In [None]:
!pip install ultralytics

In [2]:
from google.colab import drive
drive.mount('/content/drive')


Mounted at /content/drive


# Step 1: Data Preprocessing
**Extract Frames from Videos:**

Extract frames from videos in the enemy and ally folders at 2 frames per second.
Run YOLOv11 on Each Frame:

Use a pre-trained YOLOv11 model to detect persons in each frame.
Filter detections for people (class ID 0 in YOLO).
Labeling:

Label detections as enemy (class 0) for frames from the enemy videos.
Label detections as ally (class 1) for frames from the ally videos.
Save the frame image and corresponding label in YOLO format (x_center y_center width height).
Organize Data:

Store frames as images in the images/train folder.
Store corresponding labels as .txt files in the labels/train folder.

In [9]:
import os
import cv2
import numpy as np
from pathlib import Path
from ultralytics import YOLO

# Paths to your data on Google Drive
enemy_folder = "/content/drive/MyDrive/Counter Strike/Counter Strike/counter-terrorists"  # Path to enemy folder
ally_folder = "/content/drive/MyDrive/Counter Strike/Counter Strike/terrorists"    # Path to ally folder
output_images_folder = "/content/drive/MyDrive/yolov11_data/images/train"  # Output folder for images
output_labels_folder = "/content/drive/MyDrive/yolov11_data/labels/train"  # Output folder for labels

# Ensure the output labels folder exists
os.makedirs(output_labels_folder, exist_ok=True)
os.makedirs(output_images_folder, exist_ok=True)

# Load YOLOv8 model (pre-trained weights)
model = YOLO("yolov11s.pt")  # You can use a larger model if needed, like yolov11l.pt

# Function to process each frame and label it
def process_and_label_frame(frame, label_class, frame_idx, video_name):
    height, width = frame.shape[:2]

    # Inference: Get the results (detected persons)
    results = model(frame)  # Perform inference on frame

    # Process detections
    detections = results[0].boxes.xywh  # xywh format of bounding boxes
    confidences = results[0].boxes.conf  # Confidence scores
    class_ids = results[0].boxes.cls  # Class IDs for detected objects

    # Ensure the label directory exists before writing label file
    label_file = os.path.join(output_labels_folder, f"{video_name}_frame_{frame_idx}.txt")
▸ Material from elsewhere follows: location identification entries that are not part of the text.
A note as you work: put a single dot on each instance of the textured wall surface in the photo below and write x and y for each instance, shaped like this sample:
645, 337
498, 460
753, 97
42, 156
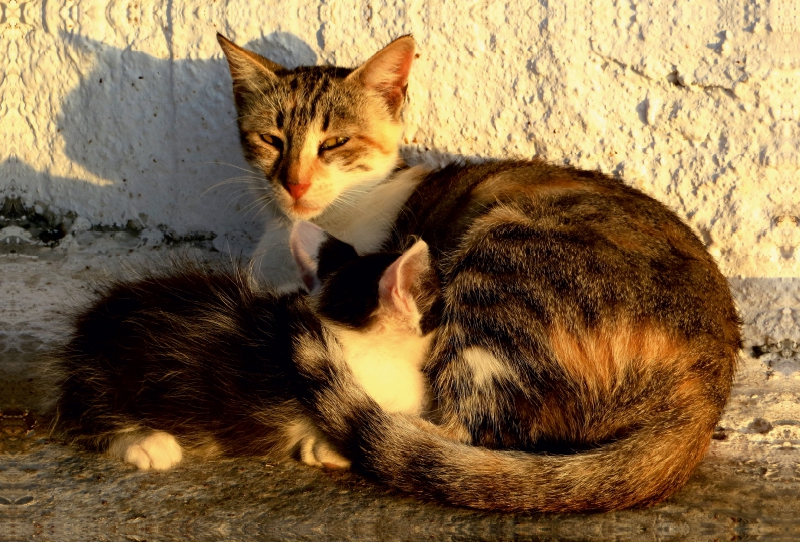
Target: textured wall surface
120, 111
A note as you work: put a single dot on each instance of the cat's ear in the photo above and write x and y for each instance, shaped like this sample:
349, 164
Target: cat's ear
387, 72
317, 253
402, 283
246, 66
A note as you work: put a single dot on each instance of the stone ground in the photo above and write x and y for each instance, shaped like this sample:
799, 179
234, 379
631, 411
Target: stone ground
747, 487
    with open(label_file, 'w') as f:
        for i, det in enumerate(detections):
            if class_ids[i] == 0:  # We are only interested in persons (class 0 in COCO)
                # Convert to YOLO format (normalized coordinates)
                x_center = det[0] / width
                y_center = det[1] / height
                w = det[2] / width
                h = det[3] / height

                # Write the label to file (0 for enemy, 1 for ally)
                f.write(f"{label_class} {x_center} {y_center} {w} {h}\n")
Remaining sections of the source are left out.